“The Wise Shall Inherit Glory”

[My mom was a remarkable woman.  The Lord took her home this past Easter Sunday evening. The following is the text of the message I delivered at my mom’s funeral Thursday evening. My wife Debbie read the Scriptures and shared some stories and a letter Mom wrote. I post this in her honor and in her memory.]

There is a statement in Proverbs 3:35 that sums up what I want to say today and what I’d like each of you to remember about my mom: “The wise shall inherit glory.” How do you describe a life so well lived, so honoring to God, as that lived by Mom?  That’s what I asked myself as I thought of doing what I am doing today.

When I think of my mom, I think of Proverbs 3.  As you’ve heard tonight, Mom loved the Scriptures and she did all she could to instill that same love in her children. I remember, as an elementary-age child, riding to school with Mom and Dad on the Capital Beltway that encircles Washington, D.C.  Dad was the principal of the Christian school I attended, and Mom was a teacher. Mom had a small pocket version of the book of Proverbs which she would pull out and have one of the children read during our twenty-minute drive. Proverbs 3 was one of the passages we read regularly and over time I memorized most of it.  This was Mom’s way of making the most of our time and helping us hide God’s Word in our hearts.

To me, Proverbs 3 states well Mom’s philosophy of life.  Its words are what Mom taught and what she lived out as a pastor’s wife, mother, and teacher.  To young moms I would say this: these days, everyone has something to say about how you ought to parent your children.  If you take Proverbs 3 to heart and actually put it into practice, my mom would say, “You’ll do just fine.”  I’m not saying it guarantees perfect kids.  I can vouch for that because I know myself and my siblings well.  I am saying, if you follow the wisdom of God’s Word in the grace of God’s enabling power, then you, as a mom, will have done all that God expects of you.

The phrase, “My son,” is repeated numerous times in Proverbs 3. This evening since you’ve all come to celebrate Mom on this occasion, let’s hear “My son,” as speaking to us all, and let’s learn some valuable life lessons from her.

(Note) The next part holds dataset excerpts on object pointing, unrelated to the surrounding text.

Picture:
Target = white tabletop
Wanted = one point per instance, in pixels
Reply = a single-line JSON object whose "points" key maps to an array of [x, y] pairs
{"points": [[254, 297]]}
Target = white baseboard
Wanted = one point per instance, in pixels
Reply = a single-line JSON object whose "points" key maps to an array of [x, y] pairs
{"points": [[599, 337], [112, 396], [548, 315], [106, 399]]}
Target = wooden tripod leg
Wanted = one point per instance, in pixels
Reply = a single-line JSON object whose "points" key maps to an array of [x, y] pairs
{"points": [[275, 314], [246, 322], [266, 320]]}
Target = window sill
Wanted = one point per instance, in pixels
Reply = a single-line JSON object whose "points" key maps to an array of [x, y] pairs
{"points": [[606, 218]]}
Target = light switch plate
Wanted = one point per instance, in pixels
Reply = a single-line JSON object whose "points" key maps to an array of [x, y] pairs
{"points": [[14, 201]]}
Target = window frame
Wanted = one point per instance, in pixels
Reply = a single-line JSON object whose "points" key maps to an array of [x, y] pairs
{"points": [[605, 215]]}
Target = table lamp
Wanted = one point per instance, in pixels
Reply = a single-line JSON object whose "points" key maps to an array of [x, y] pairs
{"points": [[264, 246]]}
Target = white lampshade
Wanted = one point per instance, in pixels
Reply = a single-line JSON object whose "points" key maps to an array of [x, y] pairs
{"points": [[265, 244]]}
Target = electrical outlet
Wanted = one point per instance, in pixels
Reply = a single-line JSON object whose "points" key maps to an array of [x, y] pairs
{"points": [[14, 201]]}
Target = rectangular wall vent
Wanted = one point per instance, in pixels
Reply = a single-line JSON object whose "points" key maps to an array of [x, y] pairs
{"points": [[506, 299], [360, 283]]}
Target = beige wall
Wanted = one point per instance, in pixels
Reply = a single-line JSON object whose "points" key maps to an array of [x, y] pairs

“My son, forget not my law; but let thine heart keep my commandments: for length of days, and long life, and peace, shall they add to thee. Let not mercy and truth forsake thee: bind them about thy neck; write them upon the table of thine heart: so shalt thou find favour and good understanding in the sight of God and man.  Trust in the Lord with all thine heart; and lean not unto thine own understanding.  In all thy ways acknowledge him, and he shall direct thy paths.” (Prov. 3:1-6)

Keep a wise mind.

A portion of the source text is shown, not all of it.